🤖 AI Summary
Offline reinforcement learning suffers from poor generalization when source and target environments exhibit dynamics mismatch. Method: This paper proposes a composite flow matching framework that models the target dynamics as a conditional flow over the source-domain flow, and—novelly—integrates optimal transport theory into flow matching to principledly quantify and reduce dynamics discrepancy via the Wasserstein distance. Furthermore, it introduces an optimistic active sampling strategy that prioritizes exploration in regions of high dynamics divergence, with theoretical guarantees on policy performance improvement. Contribution/Results: Experiments demonstrate that the method significantly outperforms strong baselines across multiple RL benchmarks with dynamics shifts, achieving substantial gains in sample efficiency and policy convergence speed.
📝 Abstract
Incorporating pre-collected offline data from a source environment can significantly improve the sample efficiency of reinforcement learning (RL), but this benefit is often challenged by discrepancies between the transition dynamics of the source and target environments. Existing methods typically address this issue by penalizing or filtering out source transitions in high dynamics-gap regions. However, their estimation of the dynamics gap often relies on KL divergence or mutual information, which can be ill-defined when the source and target dynamics have disjoint support. To overcome these limitations, we propose CompFlow, a method grounded in the theoretical connection between flow matching and optimal transport. Specifically, we model the target dynamics as a conditional flow built upon the output distribution of the source-domain flow, rather than learning it directly from a Gaussian prior.
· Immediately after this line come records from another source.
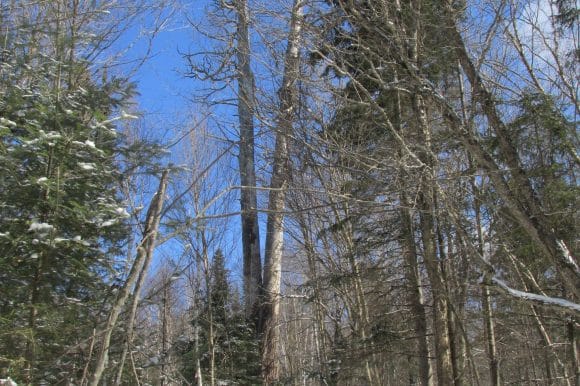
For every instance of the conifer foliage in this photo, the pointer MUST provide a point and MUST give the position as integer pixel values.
(61, 217)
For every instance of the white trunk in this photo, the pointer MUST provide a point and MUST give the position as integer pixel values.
(278, 185)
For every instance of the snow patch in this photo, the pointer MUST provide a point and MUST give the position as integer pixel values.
(122, 212)
(108, 223)
(40, 227)
(87, 166)
(7, 122)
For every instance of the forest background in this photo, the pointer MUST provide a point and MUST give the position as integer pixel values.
(340, 192)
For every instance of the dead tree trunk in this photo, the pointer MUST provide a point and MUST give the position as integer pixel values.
(141, 263)
(279, 182)
(248, 202)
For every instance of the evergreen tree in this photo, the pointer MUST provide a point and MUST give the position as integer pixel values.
(61, 216)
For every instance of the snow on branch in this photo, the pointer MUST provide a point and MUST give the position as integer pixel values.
(535, 298)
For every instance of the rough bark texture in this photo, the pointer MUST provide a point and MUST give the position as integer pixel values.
(141, 263)
(275, 229)
(248, 202)
(416, 296)
(521, 199)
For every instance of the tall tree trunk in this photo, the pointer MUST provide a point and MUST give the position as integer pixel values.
(248, 202)
(521, 200)
(279, 181)
(445, 375)
(415, 294)
(141, 263)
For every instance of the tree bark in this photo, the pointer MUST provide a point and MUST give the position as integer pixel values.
(144, 254)
(520, 199)
(248, 202)
(415, 294)
(279, 182)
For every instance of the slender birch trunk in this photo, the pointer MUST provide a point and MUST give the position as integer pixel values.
(279, 182)
(141, 263)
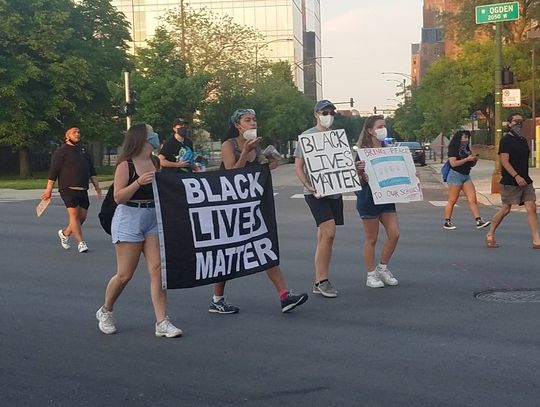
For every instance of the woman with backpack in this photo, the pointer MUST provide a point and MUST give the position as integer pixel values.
(134, 228)
(241, 149)
(461, 161)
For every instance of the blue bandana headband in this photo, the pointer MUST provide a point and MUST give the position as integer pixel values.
(237, 115)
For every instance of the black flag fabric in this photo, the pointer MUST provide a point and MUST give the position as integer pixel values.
(215, 226)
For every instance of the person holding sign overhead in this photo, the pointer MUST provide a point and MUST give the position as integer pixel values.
(372, 135)
(327, 211)
(241, 149)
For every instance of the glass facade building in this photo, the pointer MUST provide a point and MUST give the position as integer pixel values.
(291, 29)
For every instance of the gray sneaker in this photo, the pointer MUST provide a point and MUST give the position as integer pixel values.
(326, 289)
(106, 321)
(222, 307)
(166, 329)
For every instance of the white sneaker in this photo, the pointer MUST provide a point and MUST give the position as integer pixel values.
(167, 329)
(106, 321)
(373, 280)
(64, 240)
(386, 276)
(82, 247)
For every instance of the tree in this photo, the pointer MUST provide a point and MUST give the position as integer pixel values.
(55, 60)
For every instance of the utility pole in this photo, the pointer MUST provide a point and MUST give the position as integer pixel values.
(495, 188)
(127, 97)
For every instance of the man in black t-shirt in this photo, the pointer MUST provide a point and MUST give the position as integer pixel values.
(516, 185)
(73, 167)
(177, 152)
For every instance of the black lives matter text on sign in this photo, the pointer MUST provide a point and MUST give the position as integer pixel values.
(215, 226)
(329, 162)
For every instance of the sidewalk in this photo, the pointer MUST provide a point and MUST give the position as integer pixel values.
(481, 175)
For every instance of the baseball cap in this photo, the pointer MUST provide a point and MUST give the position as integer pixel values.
(179, 121)
(323, 104)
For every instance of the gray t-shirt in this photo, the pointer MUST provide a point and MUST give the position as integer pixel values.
(299, 153)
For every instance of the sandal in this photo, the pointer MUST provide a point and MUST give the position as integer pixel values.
(491, 242)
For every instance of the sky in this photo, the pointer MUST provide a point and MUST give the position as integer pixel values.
(365, 38)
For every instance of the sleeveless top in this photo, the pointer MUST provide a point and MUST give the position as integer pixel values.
(145, 192)
(237, 152)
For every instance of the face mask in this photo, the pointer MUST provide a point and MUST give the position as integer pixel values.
(326, 121)
(153, 139)
(250, 134)
(381, 133)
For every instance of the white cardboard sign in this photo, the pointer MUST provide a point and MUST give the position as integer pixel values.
(392, 175)
(329, 162)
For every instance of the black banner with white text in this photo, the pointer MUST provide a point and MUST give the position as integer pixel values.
(215, 226)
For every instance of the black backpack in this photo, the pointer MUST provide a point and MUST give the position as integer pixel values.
(108, 206)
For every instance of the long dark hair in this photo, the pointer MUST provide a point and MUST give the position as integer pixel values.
(134, 141)
(365, 139)
(455, 142)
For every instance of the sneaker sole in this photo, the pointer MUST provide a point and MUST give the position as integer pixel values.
(290, 307)
(215, 311)
(161, 335)
(483, 226)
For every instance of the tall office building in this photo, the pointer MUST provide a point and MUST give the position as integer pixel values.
(291, 29)
(433, 44)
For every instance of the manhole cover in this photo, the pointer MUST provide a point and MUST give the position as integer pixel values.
(510, 295)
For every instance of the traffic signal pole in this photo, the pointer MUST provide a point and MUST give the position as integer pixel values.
(127, 97)
(495, 188)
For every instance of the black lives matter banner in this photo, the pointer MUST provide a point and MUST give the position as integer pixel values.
(215, 226)
(329, 162)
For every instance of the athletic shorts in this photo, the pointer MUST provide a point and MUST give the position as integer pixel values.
(133, 225)
(324, 209)
(75, 197)
(457, 178)
(366, 207)
(516, 195)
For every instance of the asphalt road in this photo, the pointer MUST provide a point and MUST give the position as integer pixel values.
(427, 342)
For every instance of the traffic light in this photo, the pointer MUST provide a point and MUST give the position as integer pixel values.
(507, 76)
(131, 106)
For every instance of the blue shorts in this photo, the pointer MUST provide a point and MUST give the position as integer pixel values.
(456, 178)
(133, 225)
(366, 207)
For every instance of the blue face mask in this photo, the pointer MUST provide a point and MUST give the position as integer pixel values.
(153, 139)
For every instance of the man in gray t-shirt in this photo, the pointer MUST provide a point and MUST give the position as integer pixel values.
(327, 211)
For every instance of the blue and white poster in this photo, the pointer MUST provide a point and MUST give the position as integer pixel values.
(391, 174)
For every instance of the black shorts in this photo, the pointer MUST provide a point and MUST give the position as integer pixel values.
(74, 197)
(324, 209)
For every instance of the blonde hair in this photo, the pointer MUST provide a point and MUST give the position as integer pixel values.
(365, 140)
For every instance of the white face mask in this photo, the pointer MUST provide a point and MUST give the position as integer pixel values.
(326, 121)
(381, 133)
(250, 134)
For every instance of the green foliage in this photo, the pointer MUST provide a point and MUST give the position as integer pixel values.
(55, 61)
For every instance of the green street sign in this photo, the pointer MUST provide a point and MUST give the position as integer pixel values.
(495, 13)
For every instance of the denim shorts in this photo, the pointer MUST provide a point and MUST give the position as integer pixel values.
(456, 178)
(133, 225)
(366, 206)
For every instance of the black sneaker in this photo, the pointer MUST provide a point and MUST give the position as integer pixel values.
(448, 225)
(222, 307)
(481, 224)
(291, 301)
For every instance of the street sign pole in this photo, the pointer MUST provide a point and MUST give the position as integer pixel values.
(495, 189)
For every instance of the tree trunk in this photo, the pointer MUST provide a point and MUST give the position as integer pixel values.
(25, 169)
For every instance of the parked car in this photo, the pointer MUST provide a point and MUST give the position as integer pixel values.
(417, 151)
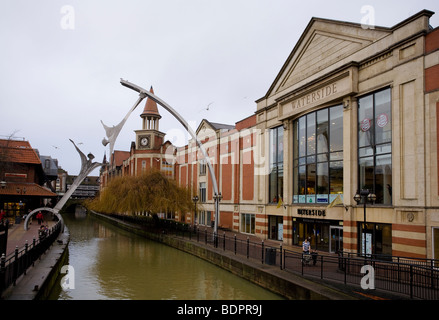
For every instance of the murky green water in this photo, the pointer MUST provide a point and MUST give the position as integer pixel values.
(110, 263)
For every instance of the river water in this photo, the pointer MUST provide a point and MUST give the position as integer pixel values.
(111, 263)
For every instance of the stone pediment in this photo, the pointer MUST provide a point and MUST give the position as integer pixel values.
(323, 43)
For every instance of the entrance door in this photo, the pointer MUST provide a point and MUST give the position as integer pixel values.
(436, 246)
(336, 239)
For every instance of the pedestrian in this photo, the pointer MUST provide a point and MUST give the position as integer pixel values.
(39, 217)
(305, 246)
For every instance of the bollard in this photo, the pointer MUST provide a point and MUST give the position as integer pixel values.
(224, 241)
(26, 258)
(280, 256)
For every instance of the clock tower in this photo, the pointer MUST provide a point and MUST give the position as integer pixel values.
(149, 138)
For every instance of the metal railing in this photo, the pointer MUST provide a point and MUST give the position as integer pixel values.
(413, 278)
(17, 263)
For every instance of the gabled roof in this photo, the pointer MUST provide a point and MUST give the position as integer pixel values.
(18, 151)
(32, 189)
(118, 157)
(215, 126)
(324, 45)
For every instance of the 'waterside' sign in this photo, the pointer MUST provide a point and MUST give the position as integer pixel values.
(337, 88)
(315, 96)
(311, 212)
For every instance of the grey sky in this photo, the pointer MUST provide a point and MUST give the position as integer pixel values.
(57, 83)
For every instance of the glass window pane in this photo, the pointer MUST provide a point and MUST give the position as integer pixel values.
(322, 178)
(322, 157)
(273, 186)
(322, 131)
(336, 177)
(384, 148)
(336, 128)
(302, 137)
(302, 180)
(365, 121)
(273, 147)
(280, 144)
(364, 152)
(383, 176)
(311, 133)
(336, 155)
(295, 139)
(311, 179)
(366, 173)
(280, 182)
(383, 126)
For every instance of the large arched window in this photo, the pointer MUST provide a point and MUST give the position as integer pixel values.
(375, 145)
(318, 156)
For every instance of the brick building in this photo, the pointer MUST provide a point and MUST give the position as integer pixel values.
(21, 178)
(352, 108)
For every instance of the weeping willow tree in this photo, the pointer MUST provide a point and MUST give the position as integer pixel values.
(152, 193)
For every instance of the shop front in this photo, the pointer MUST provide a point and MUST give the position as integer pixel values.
(275, 225)
(375, 239)
(324, 235)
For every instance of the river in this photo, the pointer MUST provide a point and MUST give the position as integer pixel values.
(111, 263)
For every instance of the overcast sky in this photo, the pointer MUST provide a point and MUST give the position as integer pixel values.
(61, 62)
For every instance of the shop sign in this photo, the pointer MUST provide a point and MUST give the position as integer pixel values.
(315, 96)
(365, 125)
(312, 212)
(382, 120)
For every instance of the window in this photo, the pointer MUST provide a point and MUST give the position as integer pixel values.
(318, 156)
(203, 167)
(202, 192)
(276, 177)
(204, 218)
(375, 145)
(248, 223)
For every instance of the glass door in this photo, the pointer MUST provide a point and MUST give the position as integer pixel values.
(336, 239)
(436, 246)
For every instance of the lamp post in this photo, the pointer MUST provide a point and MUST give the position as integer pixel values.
(195, 200)
(364, 195)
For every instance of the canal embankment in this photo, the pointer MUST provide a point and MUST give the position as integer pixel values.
(39, 279)
(270, 277)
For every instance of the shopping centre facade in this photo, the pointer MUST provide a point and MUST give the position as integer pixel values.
(353, 108)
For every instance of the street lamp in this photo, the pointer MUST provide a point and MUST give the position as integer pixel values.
(364, 195)
(195, 200)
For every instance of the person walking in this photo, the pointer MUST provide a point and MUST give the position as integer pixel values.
(39, 217)
(305, 246)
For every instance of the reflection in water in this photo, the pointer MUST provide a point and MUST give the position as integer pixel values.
(110, 263)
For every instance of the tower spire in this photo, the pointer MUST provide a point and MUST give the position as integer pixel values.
(150, 115)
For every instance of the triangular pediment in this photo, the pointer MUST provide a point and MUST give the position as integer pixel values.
(323, 44)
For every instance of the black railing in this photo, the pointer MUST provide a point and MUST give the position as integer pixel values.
(18, 262)
(413, 278)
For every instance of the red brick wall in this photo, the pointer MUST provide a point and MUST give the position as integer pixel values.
(432, 41)
(432, 78)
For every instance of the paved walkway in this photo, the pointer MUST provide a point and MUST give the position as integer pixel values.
(17, 236)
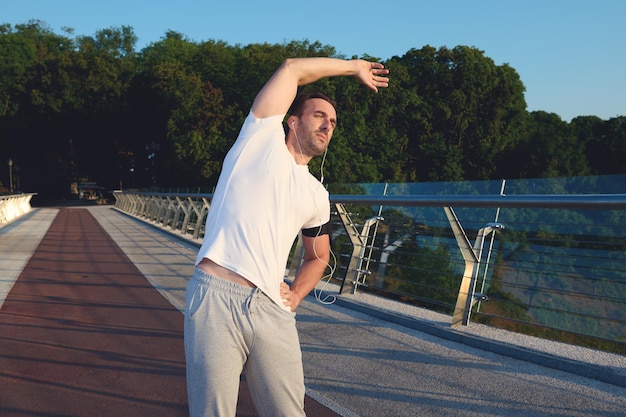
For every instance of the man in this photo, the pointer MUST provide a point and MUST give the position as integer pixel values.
(239, 315)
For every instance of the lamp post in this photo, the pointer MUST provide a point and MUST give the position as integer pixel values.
(10, 175)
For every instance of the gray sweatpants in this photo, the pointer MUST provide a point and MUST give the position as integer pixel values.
(230, 329)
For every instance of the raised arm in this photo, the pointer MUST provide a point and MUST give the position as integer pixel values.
(280, 90)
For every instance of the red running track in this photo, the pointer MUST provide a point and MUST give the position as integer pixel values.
(83, 333)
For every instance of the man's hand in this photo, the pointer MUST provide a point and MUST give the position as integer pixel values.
(371, 74)
(290, 298)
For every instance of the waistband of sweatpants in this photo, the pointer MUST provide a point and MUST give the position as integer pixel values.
(225, 285)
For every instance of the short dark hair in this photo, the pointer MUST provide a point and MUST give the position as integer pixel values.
(297, 106)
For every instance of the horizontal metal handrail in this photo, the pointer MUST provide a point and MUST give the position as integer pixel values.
(552, 201)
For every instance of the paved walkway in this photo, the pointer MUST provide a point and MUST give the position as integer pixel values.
(82, 333)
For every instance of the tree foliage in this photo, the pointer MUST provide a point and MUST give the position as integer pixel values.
(94, 108)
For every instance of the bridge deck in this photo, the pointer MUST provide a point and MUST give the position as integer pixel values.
(92, 326)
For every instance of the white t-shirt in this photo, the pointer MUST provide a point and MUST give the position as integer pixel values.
(262, 200)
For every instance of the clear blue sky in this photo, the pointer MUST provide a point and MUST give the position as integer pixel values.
(570, 54)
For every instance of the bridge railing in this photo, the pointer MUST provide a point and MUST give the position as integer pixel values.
(14, 206)
(545, 264)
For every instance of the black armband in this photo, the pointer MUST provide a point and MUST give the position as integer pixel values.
(317, 230)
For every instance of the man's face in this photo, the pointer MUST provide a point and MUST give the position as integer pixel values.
(315, 127)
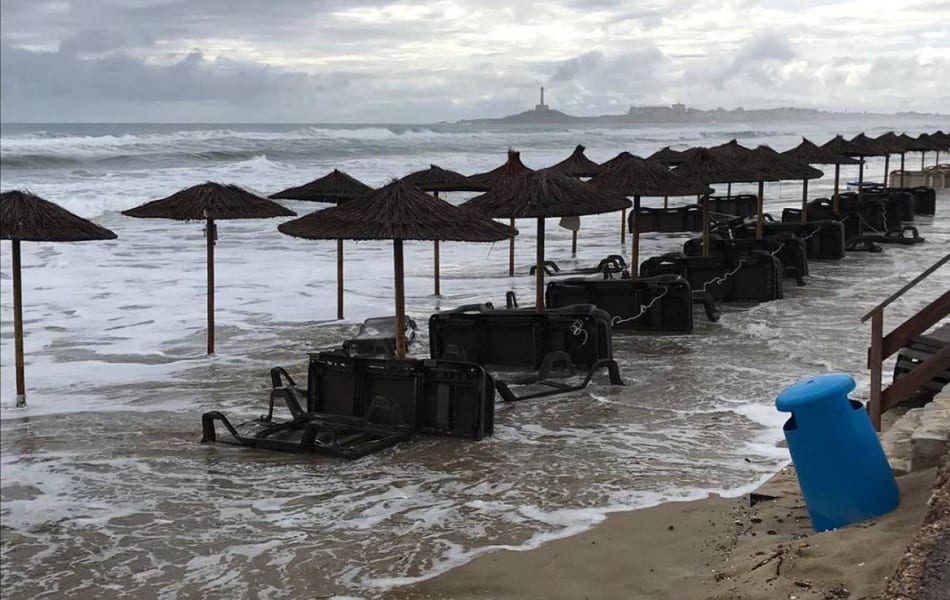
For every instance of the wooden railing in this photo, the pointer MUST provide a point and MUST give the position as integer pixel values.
(882, 347)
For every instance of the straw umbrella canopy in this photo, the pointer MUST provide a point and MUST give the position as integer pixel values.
(635, 176)
(397, 211)
(710, 167)
(577, 165)
(210, 202)
(500, 177)
(540, 195)
(25, 217)
(793, 169)
(334, 187)
(435, 179)
(813, 154)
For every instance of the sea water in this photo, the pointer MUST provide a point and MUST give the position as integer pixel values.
(106, 491)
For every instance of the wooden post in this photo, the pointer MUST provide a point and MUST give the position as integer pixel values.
(437, 267)
(635, 242)
(875, 359)
(759, 221)
(339, 279)
(902, 170)
(400, 300)
(210, 234)
(539, 268)
(18, 326)
(705, 201)
(623, 226)
(804, 201)
(835, 201)
(511, 253)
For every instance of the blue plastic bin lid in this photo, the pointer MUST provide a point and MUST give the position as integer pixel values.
(814, 389)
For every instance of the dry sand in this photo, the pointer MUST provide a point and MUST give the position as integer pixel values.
(714, 548)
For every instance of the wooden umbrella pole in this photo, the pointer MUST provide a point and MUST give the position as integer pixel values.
(635, 242)
(539, 270)
(210, 235)
(804, 201)
(623, 226)
(18, 326)
(511, 252)
(834, 199)
(705, 201)
(902, 170)
(437, 266)
(339, 279)
(759, 220)
(400, 300)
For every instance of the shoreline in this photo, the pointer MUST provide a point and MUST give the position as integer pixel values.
(715, 547)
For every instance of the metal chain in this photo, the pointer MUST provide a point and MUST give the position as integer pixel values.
(643, 309)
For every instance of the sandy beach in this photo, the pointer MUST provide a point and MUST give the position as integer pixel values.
(715, 548)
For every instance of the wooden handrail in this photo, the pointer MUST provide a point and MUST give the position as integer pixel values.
(880, 307)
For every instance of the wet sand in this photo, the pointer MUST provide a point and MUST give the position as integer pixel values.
(715, 548)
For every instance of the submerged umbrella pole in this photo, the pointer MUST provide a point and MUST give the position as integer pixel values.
(804, 201)
(759, 220)
(435, 265)
(623, 226)
(705, 201)
(18, 326)
(511, 252)
(635, 242)
(400, 289)
(539, 268)
(210, 234)
(834, 198)
(339, 279)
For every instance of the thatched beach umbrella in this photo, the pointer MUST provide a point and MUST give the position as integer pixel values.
(710, 167)
(792, 169)
(334, 187)
(499, 177)
(25, 217)
(812, 154)
(541, 195)
(210, 202)
(577, 165)
(435, 179)
(397, 212)
(635, 176)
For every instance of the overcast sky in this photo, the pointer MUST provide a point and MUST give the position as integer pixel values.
(427, 61)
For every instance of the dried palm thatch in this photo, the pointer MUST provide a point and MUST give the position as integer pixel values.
(543, 194)
(397, 211)
(437, 179)
(29, 218)
(500, 176)
(577, 165)
(334, 187)
(210, 201)
(635, 176)
(812, 154)
(25, 217)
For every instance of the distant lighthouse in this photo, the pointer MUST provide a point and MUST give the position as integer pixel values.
(542, 106)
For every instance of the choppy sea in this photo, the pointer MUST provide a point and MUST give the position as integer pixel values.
(106, 491)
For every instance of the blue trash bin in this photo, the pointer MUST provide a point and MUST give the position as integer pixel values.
(842, 470)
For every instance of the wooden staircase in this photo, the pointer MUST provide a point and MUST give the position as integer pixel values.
(924, 360)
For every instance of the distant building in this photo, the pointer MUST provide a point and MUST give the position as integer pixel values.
(540, 107)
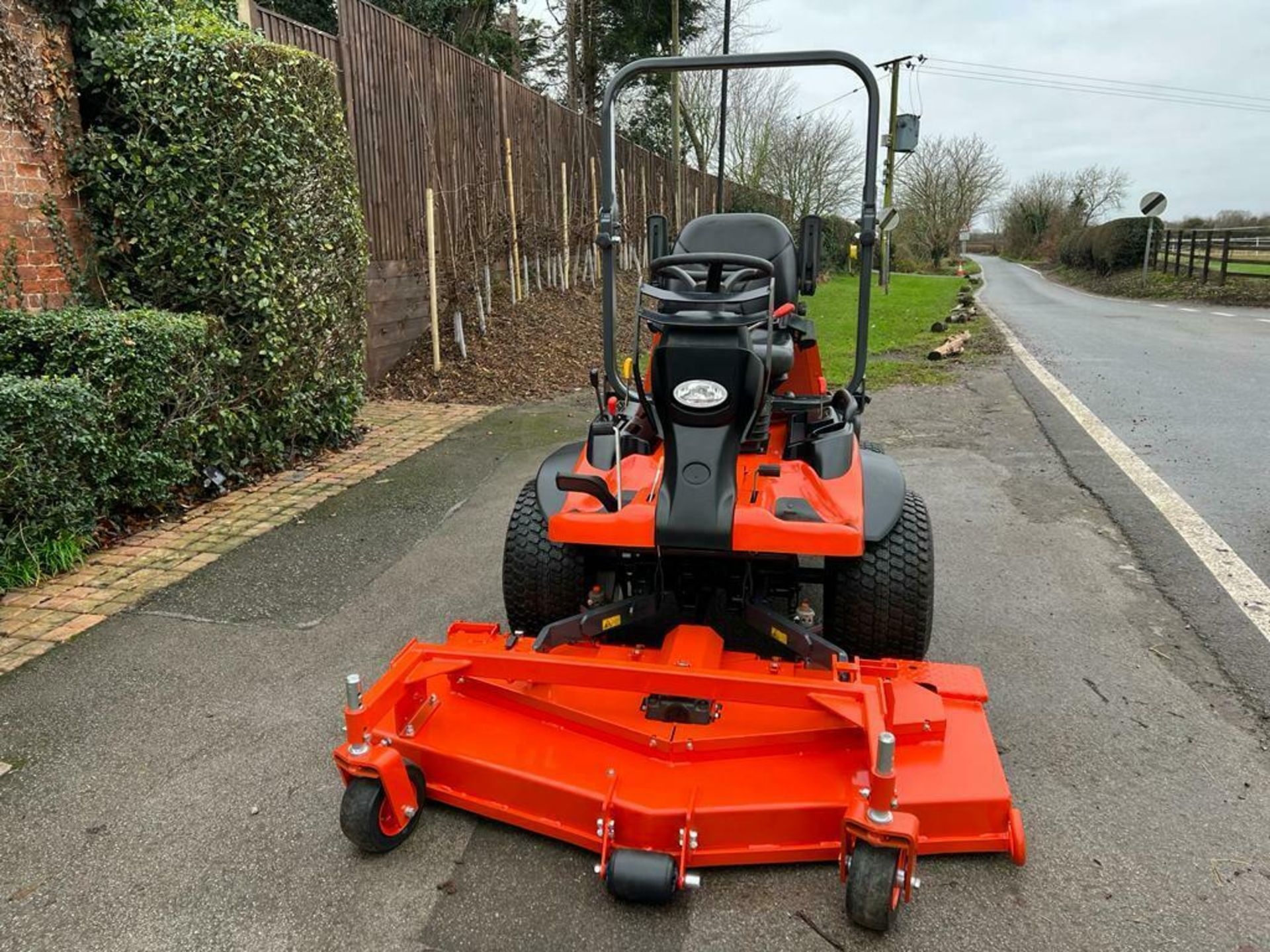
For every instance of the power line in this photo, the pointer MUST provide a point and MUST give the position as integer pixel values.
(836, 99)
(1101, 79)
(1095, 91)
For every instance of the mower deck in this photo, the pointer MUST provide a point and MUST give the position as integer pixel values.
(613, 746)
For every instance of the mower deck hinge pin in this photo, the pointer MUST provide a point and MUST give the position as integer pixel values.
(901, 876)
(353, 691)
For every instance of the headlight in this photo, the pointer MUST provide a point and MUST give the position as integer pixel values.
(700, 394)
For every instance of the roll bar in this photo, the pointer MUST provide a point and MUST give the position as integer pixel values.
(610, 216)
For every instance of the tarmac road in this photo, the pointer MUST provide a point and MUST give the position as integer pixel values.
(1187, 386)
(175, 786)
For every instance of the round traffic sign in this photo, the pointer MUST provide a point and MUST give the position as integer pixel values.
(1154, 204)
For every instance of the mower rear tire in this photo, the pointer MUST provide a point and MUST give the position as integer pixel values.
(882, 603)
(542, 580)
(365, 816)
(873, 888)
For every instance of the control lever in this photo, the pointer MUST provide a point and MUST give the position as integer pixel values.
(595, 385)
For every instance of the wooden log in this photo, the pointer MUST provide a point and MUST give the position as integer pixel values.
(952, 347)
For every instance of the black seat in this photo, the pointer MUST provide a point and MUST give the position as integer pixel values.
(748, 234)
(762, 237)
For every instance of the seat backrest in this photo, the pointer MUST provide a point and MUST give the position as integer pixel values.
(751, 234)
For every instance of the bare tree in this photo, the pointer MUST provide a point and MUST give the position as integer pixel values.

This composite structure offers two key advantages: (1) improved generalization for learning target dynamics, and (2) a principled estimation of the dynamics gap via the Wasserstein distance between source and target transitions. Leveraging our principled estimation of the dynamics gap, we further introduce an optimistic active data collection strategy that prioritizes exploration in regions of high dynamics gap, and theoretically prove that it reduces the performance disparity with the optimal policy. Empirically, CompFlow outperforms strong baselines across several RL benchmarks with shifted dynamics.